Par Séraphin Parmentier
6 février 2020 Mis à jour: 6 février 2020

L’avocat du maître d’équipage de la chasse à courre affirme que certains des éléments relayés dans les médias depuis le décès d’Élisa Pilarski l’ont été de façon partielle.

Après avoir obtenu de la juge d’instruction en charge de l’affaire que son client – Sébastien Van Den Berghe, le maître d’équipage du Rallye La Passion – soit placé sous le statut de témoin assisté, Maître Demarcq a pu prendre connaissance du dossier.

« […] J’ai découvert une situation qui, au plan des principes, est très préoccupante. […] En effet, des éléments inexacts sont livrés depuis deux mois et demi sur la place publique. […] Ils sont inexacts car partiels », a expliqué l’avocat dans les colonnes de La Voix du Nord.

« Cette désinformation est parfois menée de façon intentionnelle.
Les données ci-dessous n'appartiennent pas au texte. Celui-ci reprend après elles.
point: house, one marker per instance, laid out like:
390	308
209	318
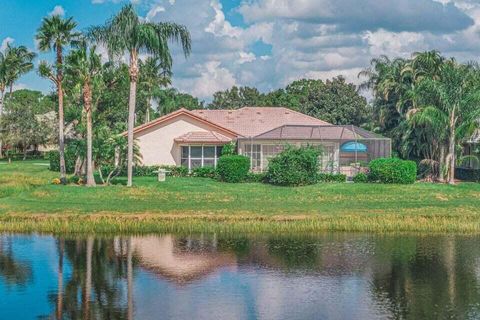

Songez quand même qu’on a vu se répandre dans la presse, et sur une chaîne d’information continue, un avocat [Maître Éric Alligné, ndlr], qui, à ses dires, était en charge des intérêts d’un chien – ce qui au strict plan juridique n’est déjà pas banal – et qui expliquait à l’envi ce qu’il y avait, selon lui, dans le dossier. Or, il n’y a jamais eu accès, faute de l’avoir demandé dans les formes prévues par le Code de procédure pénale ! » ajoute Guillaume Demarcq.

« Ce drame, et je pense naturellement aux parents d’Élisa Pilarski, mérite autre chose qu’une instrumentalisation partisane », poursuit l’avocat.

Sébastien Van Den Berghe devrait désormais être entendu prochainement par le juge d’instruction en charge du dossier.

« Mon client conteste formellement que ses chiens aient quoi que ce soit à voir avec le décès d’Élisa Pilarski », conclut Me Demarcq.